Hoje faz trinta e três anos, preparei-lhe uma surpresa silenciosa. Espreito-a sobre a esquina escondida, desejando-a como amante para o resto da vida. A sua tez pálida contrasta com o olhar adornado pelo rímel, esvoaçando as pestanas que a trariam até mim.
À sua porta, ela repara que lhe deixei mais um enigma, o último: À entrada do templo, néofita vê a luz. O sol impera sob a esfinge, ao subir da lua, o triângulo completará o seu terceiro elemento.
Estas mensagens passam a ser óbvias para Trindade, no entanto, ela não sabe quem a irá receber.
Ignorando o significado destas mensagens secretas, parte para o Bairro Alto. Sobre a alçada dos trilhos outrora percorridos, este bairro transpira Trindade. As entradas das portas desconhecidas eram o seu sofá. Deleitando-se a observar as gentes animadas de copo em copo a percorrer rua acima, rua abaixo, a discoteca bairrista, tornava-se um poço sem fundo de histórias vividas.

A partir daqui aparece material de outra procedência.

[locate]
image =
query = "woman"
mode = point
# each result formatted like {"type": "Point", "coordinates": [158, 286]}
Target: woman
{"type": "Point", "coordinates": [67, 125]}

Os seus amigos estranharam o seu olhar ausente. Algo a perturbava, as mensagens tilintavam na sua cabeça. A curiosidade apodera-se dela, e decide ir ao encontro do seu mensageiro.
- Lamento a minha ausência mas a lua não espera por mim, diz Trindade aos seus amigos.
Trindade sabe onde dirigir-se, à rua do Grémio Lusitano. O templo aguarda pela sua chegada.
À entrada do templo reconhece o esquadro na porta, que integrava o escrito do primeiro enigma. Surjo-lhe. Esboça uma expressão atónita de quem não estava a espera que fosse eu o seu emissário secreto.
Trindade e eu, não vivemos um romance, mas aspirámos os mesmos ideais e valores, que se compreendiam na nossa existência.
Conhecemo-nos antes da sua viagem para Atenas, onde residiu durante quatro anos. A sua partida inesperada, ressequiu os laivos da paixão que em nós se romperam a cada instante partilhado num olhar.
- Gonçalo! Mas… não entendo…
- Calma Trindade.
O seu discurso hesitante e perplexo deixou de o ser quando lhe pego na mão, e entramos no templo.
Afinal os desejos mantinham-se e o que nos unia será sempre o elo que nos fará caminhar na mesma direcção.
Fui o responsável de introduzir Trindade na luz que ela tanto esperava alcançar, a noviça fez-se entrar no templo.
Daqui em diante seguiremos rumos convergentes, embora sobre os mesmos princípios, ela será acolhida no seio feminino.
Afinal, foram beijos perdidos. Enquanto a vida se refaz num breve suspiro, retira o fôlego daquele que provou um instante teu.